Monday, Jul. 05, 1926
Again Dillon
When the elder J. P. Morgan created the U. S. Steel Corp., he sent blocks of the new stock to his clients with a demand for their checks forthwith. They complied. J. P. Morgan clients do not refuse J. P. Morgan offerings.
Nor do Dillon, Read &Co. customers refuse Clarence Dillon. Like the Morgan house, Dillon, Read & Co. are bond wholesalers, selling large blocks to the retail investment houses and banks; but they also sell directly to the investor.
They began last week selling bonds of the German United Steel Works, the combination of the Thyssen, the Phoenix, the Rheinstal and the Deutsch-Luxembourg. This grouping ranks in wealth and production only below the U. S. Steel Corp.

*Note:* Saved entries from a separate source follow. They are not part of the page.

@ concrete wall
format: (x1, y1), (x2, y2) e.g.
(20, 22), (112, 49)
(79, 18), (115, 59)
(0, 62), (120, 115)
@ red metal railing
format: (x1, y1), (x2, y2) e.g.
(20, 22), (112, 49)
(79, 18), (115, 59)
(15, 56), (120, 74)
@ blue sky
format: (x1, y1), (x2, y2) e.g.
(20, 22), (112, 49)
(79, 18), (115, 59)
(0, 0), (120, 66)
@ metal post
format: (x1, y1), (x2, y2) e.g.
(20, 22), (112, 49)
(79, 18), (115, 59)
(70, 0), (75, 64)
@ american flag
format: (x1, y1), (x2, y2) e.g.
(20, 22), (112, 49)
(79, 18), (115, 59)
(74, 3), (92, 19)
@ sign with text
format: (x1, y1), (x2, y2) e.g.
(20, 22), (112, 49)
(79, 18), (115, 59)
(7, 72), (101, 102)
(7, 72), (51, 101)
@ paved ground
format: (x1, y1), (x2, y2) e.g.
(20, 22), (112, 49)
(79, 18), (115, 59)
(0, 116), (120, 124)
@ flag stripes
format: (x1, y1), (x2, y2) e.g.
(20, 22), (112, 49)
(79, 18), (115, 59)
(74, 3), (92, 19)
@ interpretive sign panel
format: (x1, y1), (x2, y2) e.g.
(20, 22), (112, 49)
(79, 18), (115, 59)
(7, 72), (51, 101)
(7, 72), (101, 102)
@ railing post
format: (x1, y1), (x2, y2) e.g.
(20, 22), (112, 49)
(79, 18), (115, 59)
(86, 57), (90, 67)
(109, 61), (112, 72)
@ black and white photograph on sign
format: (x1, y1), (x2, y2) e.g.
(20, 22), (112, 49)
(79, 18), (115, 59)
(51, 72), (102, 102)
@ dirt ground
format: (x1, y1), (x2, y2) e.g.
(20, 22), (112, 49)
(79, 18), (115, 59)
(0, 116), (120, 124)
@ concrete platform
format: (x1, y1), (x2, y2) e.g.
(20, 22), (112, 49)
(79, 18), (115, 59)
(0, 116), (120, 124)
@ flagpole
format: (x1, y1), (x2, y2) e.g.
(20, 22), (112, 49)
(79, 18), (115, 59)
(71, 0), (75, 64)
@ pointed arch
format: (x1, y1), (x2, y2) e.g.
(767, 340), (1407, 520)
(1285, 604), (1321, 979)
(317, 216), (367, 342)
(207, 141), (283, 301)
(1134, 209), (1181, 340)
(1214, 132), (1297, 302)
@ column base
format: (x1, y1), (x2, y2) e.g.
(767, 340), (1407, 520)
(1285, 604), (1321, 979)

Two months ago Dillon's agents had integrated the units of the German combination to make them function as a single concern. The refinancing--$60,000,000--he would supply as soon as the reorganization documents were perfected. Two weeks ago these were so near ready that he loaned the Thyssen people $5,000,000 for working capital.
This week he was prepared to offer the $60,000,000 publicly. But the "Big D" banks of Germany-- the Deutsche, Dresdener, Disconto Gesellschaft and Darmstadter, those pre-War drillmasters of German industries--wanted a share of the issue. German funds have suddenly become available for investment, can be had at 2 1/2%. So this week he will offer only $30,000,000 of the United Steel Works bonds; the German banks, the balance.
Somewhat similarly, last week he joined with certain Dutch and Swedish banks, as well as U. S. investment houses, in selling $25,000,000 of United States of Brazil bonds. A month ago he sold $35,000,000 of like ones, has the whole $60,000,000 protected by a sort of first mortgage on Brazil's consumption taxes and import duties.